Le Préfet, M. Escande, s'entretiendra
avec le ministre. Le pouvoir en place, plus que tout autre sous
la Ve République, avait une haute idée du rôle
du Préfet, comme représentant du gouvernement.
Mais ces studios ne resteront que quelques
années et le JT du Centre s'en ira vers Orléans,
comme d'habitude !
La télévision locale
arrive a Bourges
Bourges, non satisfait de la radio qui
fonctionne bien avec Recto Verso, va lancer deux opérations
de télévision locale au milieu des années
1980.
La première dans le cadre du Printemps de Bourges, s'appelle
alors Télé Printemps, elle dure le temps
du festival de l'année 1986. C'était très
"amateur", mais les vedettes du Printemps se succédaient
dans la "petite lucarne berrichonne".
Le réalisateur était Gérard
Espinasse qui réalise toujours des émissions et
des informations du France 3.
Il fallait bien entendu trouver sur quel
canal aller et beaucoup ont découvert cette télévision
locale le dernier jour d'émission.
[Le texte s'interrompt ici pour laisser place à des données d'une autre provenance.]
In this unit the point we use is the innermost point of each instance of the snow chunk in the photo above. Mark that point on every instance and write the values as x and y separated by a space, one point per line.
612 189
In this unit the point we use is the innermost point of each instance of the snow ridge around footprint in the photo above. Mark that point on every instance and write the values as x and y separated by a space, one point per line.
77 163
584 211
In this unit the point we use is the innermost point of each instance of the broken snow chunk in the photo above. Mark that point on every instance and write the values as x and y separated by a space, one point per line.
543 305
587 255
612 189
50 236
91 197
Le studio était
situé dans un des hall du Parc Saint Paul. Il y eu de
"grands moments", avec tous les artistes visibles ces
jours-ci.
Seconde expérience : Canal
31
La seconde expérience, crée
à l'initiative de Claude Forget, Alain Philippe et Thierry
Benoît avec la participation financière de Jean
Marie Delattre s'est appelée Canal 31, car il fallait
brancher son antenne sur 31.
Ce
fut une télévision locale, donc de proximité,
avec des reportages dans les rues de Bourges, des débats,
et beaucoup d'invités, la météo d'Alexandre
Toussaint devenant une des séquences les plus regardées
..
De nombreuses séquences, et aussi
du directe. Un magazine des sports avec Alain Philippe et
Claude Forget
Roland Narboux faisait une rubrique intitullée
"Un jour, une rue" et chaque jour, c'était enregistré,
il présentait la rue Mirebeau ou la rue d'Auron en images.
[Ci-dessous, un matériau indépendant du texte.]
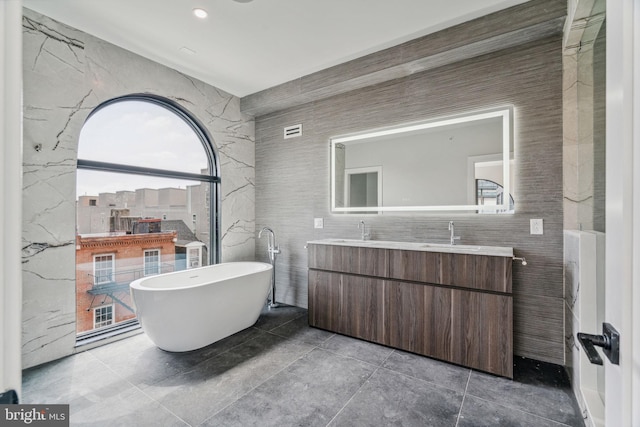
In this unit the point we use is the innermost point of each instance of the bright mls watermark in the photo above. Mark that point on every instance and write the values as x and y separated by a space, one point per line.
34 415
C'était assez réussit. Flora Pace faisait les reportages
sur le jardinage, et Paul Barbier évoquait les années
60.
Pour les reportages, car il fallait faire
parler les berruyers, il y avait 2 personnes, un reporter et
un caméraman qui tenait la grosse caméra et faisait
le son. Et en plus il fallait aller vite.
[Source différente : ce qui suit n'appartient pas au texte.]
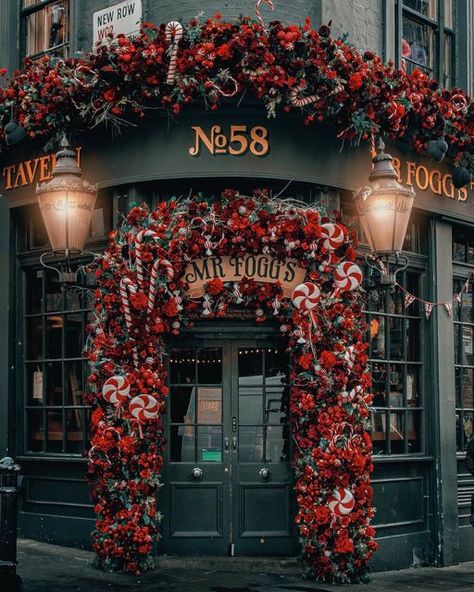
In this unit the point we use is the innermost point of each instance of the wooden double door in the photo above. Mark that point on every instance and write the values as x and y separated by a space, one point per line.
228 481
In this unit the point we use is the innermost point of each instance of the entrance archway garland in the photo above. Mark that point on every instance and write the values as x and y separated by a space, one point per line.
141 300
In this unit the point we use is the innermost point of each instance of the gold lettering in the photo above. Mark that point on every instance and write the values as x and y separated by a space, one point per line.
448 187
20 177
411 167
423 186
8 172
435 182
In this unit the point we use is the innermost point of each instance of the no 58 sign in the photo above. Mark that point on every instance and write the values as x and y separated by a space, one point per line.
239 139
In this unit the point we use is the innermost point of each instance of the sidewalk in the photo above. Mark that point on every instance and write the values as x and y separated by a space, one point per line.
49 568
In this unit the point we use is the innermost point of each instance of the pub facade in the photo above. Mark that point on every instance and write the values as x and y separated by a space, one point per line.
224 371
"Nous tournions pour les rues
de Bourges une heure pour en sortir une minute. Alors, les séquences
de 3 ou 4 minutes prenaient tout simplement trois ou quatre heures
!"
Mais la télévision coûte
beaucoup plus cher que la radio, environ 10 fois plus, et les
financements locaux des firmes comme Carrefour qui joua le jeu
s'avérèrent insuffisants, la télévision
locale ne dura que l'instant de rêver.
Le réalisateur fut Bouchard-Lévêque,
un canadien remarquable à l'accent superbe. Les studios
étaient dans la salle des Dames de France à la
place des studios de radio qui avaient été poussés
un peu plus loin.
Le magasin Record avait de son côté
mis en place un véritable mur d'écrans qui diffusaient
tous Canal 31. L'émission principale de Claude Forget
était un "talk-Show" qui était rediffusé
plusieurs fois dans la journée, après être
passé en direct vers midi.
La télévision canal 31 ne
fut autorisée par le CSA que pour être diffusée
2 semaines, et même si chacun tira un peu sur la ficelle,
au bout de 3 semaines, ce fut terminé.
L'équipe était totalement
"crevée", et ce sera le début de la fin
de la radio Recto Verso, car il s'agissait des mêmes volontaires;
Beaucoup étant des bénévoles.
Aujourd'hui, il n'y a plus de télé
à Bourges
Il n'y a plus de télévision
à Bourges. FR3 a une équipe, parfois deux, mais
elle est totalement absente de la ville. Il faut que les événements
soient très négatifs pour qu'elle intervienne.
Ainsi pour les Nuits Lumière de
Bourges, en 7 ans, aucun reportage par l'équipe locale.
Cela reviendra sans doute un jour, le jour
où les reporters locaux "aimeront la ville".